The Nigeria Labour Congress (NLC) and Trade Union Congress (TUC) had picketed offices of the National Electricity Regulatory Commission (NERC) and Distribution Companies nationwide over the hike in electricity tariff.

The unions had described the upward review, demanding outright cancellation.

Addressing State House correspondents after the Federal Executive Council (FEC) meeting on Tuesday, Minister of Power, Adebayo Adelabu, said labour had the right to protest.

“We cannot stop them from organizing peaceful protest or laying down their demands. Let me make that clear. President Bola Tinubu’s administration is also a listening government.”

“We have heard their demands, we’re going to look at it, we’ll make further engagements and I believe we’re going to reach a peaceful resolution with the labor because no government can succeed without the cooperation, collaboration and partnership with the Labour unions. So we welcome the peaceful protest and I’m happy that it was not a violent protest. They’ve made their positions known and government has taken in their demands and we’re looking at it.

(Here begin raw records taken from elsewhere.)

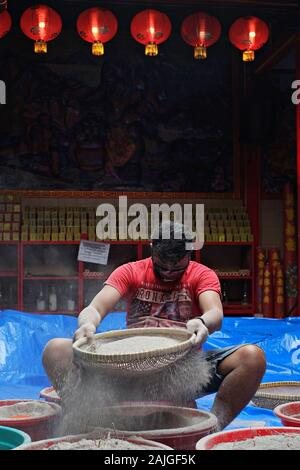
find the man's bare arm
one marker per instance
(90, 317)
(211, 306)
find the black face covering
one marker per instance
(158, 272)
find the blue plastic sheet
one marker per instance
(23, 337)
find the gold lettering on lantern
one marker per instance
(289, 214)
(290, 245)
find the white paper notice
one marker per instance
(93, 252)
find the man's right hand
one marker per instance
(86, 330)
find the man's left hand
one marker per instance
(199, 329)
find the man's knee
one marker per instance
(57, 351)
(253, 358)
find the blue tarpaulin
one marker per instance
(23, 337)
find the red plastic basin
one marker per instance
(45, 444)
(239, 435)
(289, 413)
(40, 427)
(175, 426)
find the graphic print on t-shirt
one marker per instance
(173, 305)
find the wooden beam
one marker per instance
(275, 54)
(240, 3)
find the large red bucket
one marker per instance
(237, 436)
(45, 444)
(175, 426)
(289, 413)
(37, 427)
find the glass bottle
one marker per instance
(52, 299)
(1, 298)
(245, 299)
(41, 301)
(71, 304)
(224, 294)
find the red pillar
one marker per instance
(298, 161)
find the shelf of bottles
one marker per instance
(94, 275)
(234, 265)
(8, 276)
(44, 277)
(44, 296)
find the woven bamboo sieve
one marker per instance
(134, 363)
(278, 395)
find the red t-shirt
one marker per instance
(152, 302)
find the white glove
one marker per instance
(199, 329)
(87, 330)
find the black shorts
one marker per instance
(214, 357)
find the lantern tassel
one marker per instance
(248, 56)
(98, 48)
(200, 52)
(40, 47)
(151, 49)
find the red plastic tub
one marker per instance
(45, 444)
(175, 426)
(239, 435)
(40, 427)
(50, 394)
(289, 413)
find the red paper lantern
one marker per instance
(249, 34)
(97, 26)
(3, 5)
(201, 31)
(150, 27)
(42, 24)
(5, 23)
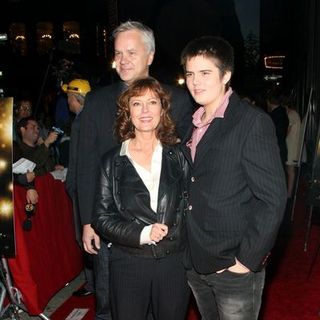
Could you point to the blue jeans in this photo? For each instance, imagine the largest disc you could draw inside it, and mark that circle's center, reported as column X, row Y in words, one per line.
column 102, row 287
column 227, row 295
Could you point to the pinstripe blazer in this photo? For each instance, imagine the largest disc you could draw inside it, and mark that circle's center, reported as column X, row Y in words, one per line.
column 237, row 190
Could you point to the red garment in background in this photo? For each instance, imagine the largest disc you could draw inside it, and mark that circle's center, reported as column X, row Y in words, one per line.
column 47, row 256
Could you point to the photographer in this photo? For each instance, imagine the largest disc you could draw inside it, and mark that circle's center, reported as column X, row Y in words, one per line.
column 32, row 149
column 76, row 91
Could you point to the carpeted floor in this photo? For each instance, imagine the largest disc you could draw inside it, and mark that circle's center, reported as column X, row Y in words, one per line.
column 292, row 289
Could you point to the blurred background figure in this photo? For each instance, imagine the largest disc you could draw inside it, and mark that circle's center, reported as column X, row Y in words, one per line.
column 22, row 109
column 29, row 133
column 292, row 141
column 279, row 116
column 76, row 91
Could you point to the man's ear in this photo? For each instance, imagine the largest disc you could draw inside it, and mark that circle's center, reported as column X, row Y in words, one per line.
column 226, row 77
column 150, row 58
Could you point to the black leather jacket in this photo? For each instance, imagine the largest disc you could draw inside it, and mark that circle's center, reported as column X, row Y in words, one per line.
column 123, row 203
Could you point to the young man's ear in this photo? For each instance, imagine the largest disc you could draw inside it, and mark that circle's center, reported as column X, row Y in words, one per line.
column 226, row 77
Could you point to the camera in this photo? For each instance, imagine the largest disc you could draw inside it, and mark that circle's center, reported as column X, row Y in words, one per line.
column 57, row 130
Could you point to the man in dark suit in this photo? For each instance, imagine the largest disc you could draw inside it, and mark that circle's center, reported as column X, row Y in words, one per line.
column 134, row 47
column 237, row 187
column 76, row 91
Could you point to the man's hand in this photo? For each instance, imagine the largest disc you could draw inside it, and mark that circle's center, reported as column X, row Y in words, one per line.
column 238, row 268
column 158, row 232
column 91, row 241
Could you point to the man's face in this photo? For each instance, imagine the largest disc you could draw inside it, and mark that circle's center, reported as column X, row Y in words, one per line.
column 132, row 57
column 74, row 104
column 30, row 133
column 24, row 110
column 205, row 82
column 145, row 112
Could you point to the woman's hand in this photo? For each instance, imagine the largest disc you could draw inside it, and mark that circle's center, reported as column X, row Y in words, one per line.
column 158, row 232
column 30, row 176
column 32, row 196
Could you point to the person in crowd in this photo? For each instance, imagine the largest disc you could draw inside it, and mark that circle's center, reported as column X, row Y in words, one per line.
column 279, row 116
column 27, row 179
column 28, row 132
column 76, row 91
column 134, row 49
column 293, row 143
column 22, row 109
column 237, row 192
column 140, row 208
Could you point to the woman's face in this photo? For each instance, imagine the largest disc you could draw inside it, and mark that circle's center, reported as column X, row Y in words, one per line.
column 145, row 112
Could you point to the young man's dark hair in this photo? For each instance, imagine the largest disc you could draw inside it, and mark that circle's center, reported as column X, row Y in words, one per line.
column 23, row 124
column 212, row 47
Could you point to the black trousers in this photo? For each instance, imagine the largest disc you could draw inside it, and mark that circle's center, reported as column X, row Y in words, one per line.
column 138, row 284
column 101, row 277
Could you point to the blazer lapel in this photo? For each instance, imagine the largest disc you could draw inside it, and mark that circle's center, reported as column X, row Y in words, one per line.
column 186, row 150
column 218, row 128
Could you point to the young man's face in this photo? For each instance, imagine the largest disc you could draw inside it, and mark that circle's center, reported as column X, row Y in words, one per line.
column 74, row 104
column 30, row 133
column 24, row 110
column 131, row 56
column 204, row 81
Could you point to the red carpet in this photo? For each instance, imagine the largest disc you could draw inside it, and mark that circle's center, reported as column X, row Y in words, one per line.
column 289, row 294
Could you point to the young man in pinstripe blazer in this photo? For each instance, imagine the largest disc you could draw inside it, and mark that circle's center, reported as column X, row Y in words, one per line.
column 237, row 188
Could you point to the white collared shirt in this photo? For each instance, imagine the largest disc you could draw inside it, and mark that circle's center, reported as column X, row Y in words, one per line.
column 151, row 179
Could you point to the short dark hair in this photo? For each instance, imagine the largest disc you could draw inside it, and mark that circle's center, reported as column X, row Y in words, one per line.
column 213, row 47
column 124, row 129
column 23, row 124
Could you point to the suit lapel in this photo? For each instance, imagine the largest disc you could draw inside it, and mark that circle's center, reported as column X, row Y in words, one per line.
column 186, row 150
column 170, row 172
column 218, row 128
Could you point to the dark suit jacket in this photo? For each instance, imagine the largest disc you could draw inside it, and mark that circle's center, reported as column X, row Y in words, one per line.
column 123, row 204
column 237, row 190
column 71, row 179
column 96, row 136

“But one thing that I want to state here is from the statistics of those affected by the hike in tariff, the people on the road yesterday, who embarked on the peaceful protests, more than 95% of them are not affected by the increase in the tariff of electricity. They still enjoy almost 70% government subsidy in the tariff they pay because the average costs of generating, transmitting and distributing electricity is not less than N180 today.

“A lot of them are paying below N60 so they still enjoy government’s subsidy. So when they say we should reverse the recently increased tariff, sincerely it’s not affecting them. That’s one position.

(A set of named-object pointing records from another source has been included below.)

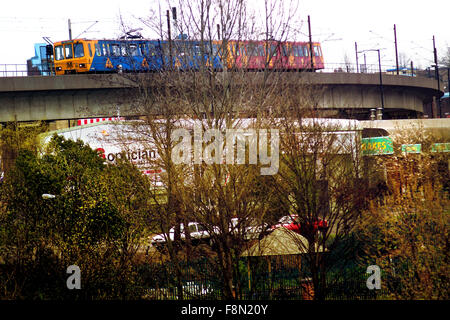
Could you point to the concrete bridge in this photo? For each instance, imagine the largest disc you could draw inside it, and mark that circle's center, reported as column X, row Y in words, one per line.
column 94, row 95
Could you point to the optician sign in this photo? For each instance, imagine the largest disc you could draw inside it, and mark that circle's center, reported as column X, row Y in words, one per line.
column 377, row 146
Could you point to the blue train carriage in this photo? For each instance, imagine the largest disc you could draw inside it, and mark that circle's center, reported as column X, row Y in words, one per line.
column 83, row 55
column 42, row 62
column 189, row 55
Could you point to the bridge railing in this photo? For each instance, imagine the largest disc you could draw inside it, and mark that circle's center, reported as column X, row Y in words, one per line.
column 22, row 70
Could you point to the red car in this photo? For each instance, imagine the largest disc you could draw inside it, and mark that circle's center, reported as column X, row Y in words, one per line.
column 291, row 223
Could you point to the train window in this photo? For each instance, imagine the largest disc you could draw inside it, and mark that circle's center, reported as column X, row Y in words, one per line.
column 273, row 50
column 123, row 50
column 143, row 49
column 114, row 50
column 151, row 49
column 305, row 51
column 105, row 49
column 317, row 52
column 68, row 51
column 59, row 54
column 78, row 50
column 98, row 51
column 285, row 50
column 259, row 50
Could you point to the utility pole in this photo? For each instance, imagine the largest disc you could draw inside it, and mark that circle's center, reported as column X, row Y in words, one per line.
column 437, row 77
column 381, row 82
column 70, row 29
column 170, row 39
column 396, row 52
column 311, row 53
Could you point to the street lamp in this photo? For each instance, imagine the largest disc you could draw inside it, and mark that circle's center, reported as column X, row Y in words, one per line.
column 46, row 196
column 381, row 78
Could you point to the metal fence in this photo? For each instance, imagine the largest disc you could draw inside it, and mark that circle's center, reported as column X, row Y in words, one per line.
column 258, row 278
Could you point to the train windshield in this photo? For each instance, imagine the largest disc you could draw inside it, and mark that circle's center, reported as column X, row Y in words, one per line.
column 59, row 54
column 78, row 49
column 317, row 52
column 68, row 51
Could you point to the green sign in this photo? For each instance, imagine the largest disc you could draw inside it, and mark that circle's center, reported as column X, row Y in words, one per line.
column 377, row 146
column 412, row 148
column 440, row 147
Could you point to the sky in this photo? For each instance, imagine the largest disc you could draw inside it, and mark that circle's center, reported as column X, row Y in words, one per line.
column 336, row 24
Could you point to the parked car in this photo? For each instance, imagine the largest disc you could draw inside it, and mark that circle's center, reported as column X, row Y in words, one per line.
column 197, row 232
column 291, row 222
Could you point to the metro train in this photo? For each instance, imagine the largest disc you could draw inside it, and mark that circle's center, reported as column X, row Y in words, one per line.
column 138, row 55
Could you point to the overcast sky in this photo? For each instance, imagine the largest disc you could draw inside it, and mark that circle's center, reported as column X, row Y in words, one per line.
column 337, row 24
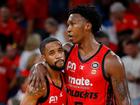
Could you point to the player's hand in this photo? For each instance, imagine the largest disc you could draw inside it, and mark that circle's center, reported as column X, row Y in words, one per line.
column 35, row 93
column 37, row 76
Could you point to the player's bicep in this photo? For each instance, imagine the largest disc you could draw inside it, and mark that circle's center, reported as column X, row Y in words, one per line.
column 116, row 72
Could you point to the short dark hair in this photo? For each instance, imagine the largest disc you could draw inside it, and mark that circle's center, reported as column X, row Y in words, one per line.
column 131, row 41
column 46, row 41
column 89, row 13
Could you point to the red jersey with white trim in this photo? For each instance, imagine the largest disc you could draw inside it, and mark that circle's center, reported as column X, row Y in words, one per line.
column 55, row 95
column 85, row 81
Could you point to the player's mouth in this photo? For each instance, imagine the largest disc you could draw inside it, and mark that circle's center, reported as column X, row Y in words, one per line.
column 70, row 37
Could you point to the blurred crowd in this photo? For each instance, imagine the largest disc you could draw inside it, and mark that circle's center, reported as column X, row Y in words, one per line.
column 25, row 23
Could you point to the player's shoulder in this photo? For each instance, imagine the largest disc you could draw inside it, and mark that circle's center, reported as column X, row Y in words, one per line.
column 68, row 46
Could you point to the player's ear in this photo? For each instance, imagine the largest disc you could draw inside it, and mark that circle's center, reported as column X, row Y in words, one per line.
column 88, row 26
column 43, row 57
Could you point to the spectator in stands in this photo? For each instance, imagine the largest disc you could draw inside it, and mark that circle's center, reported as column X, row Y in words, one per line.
column 9, row 30
column 7, row 76
column 132, row 66
column 126, row 24
column 36, row 11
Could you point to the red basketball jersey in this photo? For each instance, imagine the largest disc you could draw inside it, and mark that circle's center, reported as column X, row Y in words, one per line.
column 55, row 95
column 85, row 81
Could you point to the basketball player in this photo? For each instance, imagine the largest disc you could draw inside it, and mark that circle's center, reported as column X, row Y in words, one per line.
column 94, row 74
column 54, row 92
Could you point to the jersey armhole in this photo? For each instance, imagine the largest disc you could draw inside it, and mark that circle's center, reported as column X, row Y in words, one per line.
column 43, row 99
column 103, row 67
column 68, row 53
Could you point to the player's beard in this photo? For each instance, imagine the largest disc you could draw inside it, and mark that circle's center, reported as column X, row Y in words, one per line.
column 55, row 67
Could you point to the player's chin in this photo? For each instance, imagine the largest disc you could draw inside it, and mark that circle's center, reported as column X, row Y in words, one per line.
column 60, row 64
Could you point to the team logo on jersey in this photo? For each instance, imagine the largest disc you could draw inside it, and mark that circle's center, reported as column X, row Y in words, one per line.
column 82, row 67
column 71, row 66
column 95, row 65
column 53, row 99
column 94, row 71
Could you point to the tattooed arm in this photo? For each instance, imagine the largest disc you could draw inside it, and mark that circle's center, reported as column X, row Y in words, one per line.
column 32, row 95
column 115, row 70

“My appeal again is that they should please not derail or distract our transformation plan for the industry. We have a clearly documented reform roadmap to take us to our desired destination, where we’re going to have reliable, functional, cost-effective and affordable electricity in Nigeria. It cannot be achieved overnight because this is a decay of almost 60 years, which we are trying to correct.”

He said there was the need for sacrifice from everybody, “from the government’s side, from the people’s side, from the private sector side. So we must bear this sacrifice for us to have a permanent gain”.

“I don’t want us to go back to the situation we were in February and March, where we had very low generation. We all felt the impact of this whereby electricity supply was very low and every household, every company, every institution, felt it. From the little reform that we’ve embarked upon since the beginning of April, we have seen the impact that electricity has improved and it can only get better.”